Microsoft to preinstall more apps on Android with Dell partnership
Microsoft just sharpened its software sword against Google on the search giant’s own platform.
Windows productivity and collaboration apps, like its Skype messaging service, will now be found on the home screen when people buy some devices running Google’s Android mobile operating system starting later this year, Microsoft announced Monday.
Those apps include Skype and others like its OneDrive Internet-storage service and OneNote writing program, alongside mainstays like Word, Excel and PowerPoint.
Microsoft also said it brokered a new set of partnerships with smaller, regional device makers spanning multiple continents and large markets like Russia, Germany and Pakistan. All eleven of the deals will extend to business and consumer versions of the apps, giving companies the option of purchasing bundles that allow the software to be used across various platforms.
Microsoft executives ultimately hope that getting more people using its apps will pull consumers away from other free alternatives, like Google’s suite of Web apps preloaded on almost every Android device in the world, which totaled more than 1 billion shipments last year alone.
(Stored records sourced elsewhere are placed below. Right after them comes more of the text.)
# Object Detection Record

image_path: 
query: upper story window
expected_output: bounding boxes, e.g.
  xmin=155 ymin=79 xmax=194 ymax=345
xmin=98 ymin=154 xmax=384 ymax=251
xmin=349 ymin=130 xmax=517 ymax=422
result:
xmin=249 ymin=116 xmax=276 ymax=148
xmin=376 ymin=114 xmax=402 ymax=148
Meanwhile, sales of Microsoft’s cash cow, its Windows and Office software for PCs, are slowing as free alternatives and cloud services become more popular. Microsoft in January said in response that its next operating system, Windows 10, will be free, much like it has been treating its Windows apps for the better part of the last year.
Eventually, Microsoft hopes, consumers will move onward to the products Microsoft can charge money for like its Office 365 subscription service, which charges for access to its productivity apps across devices.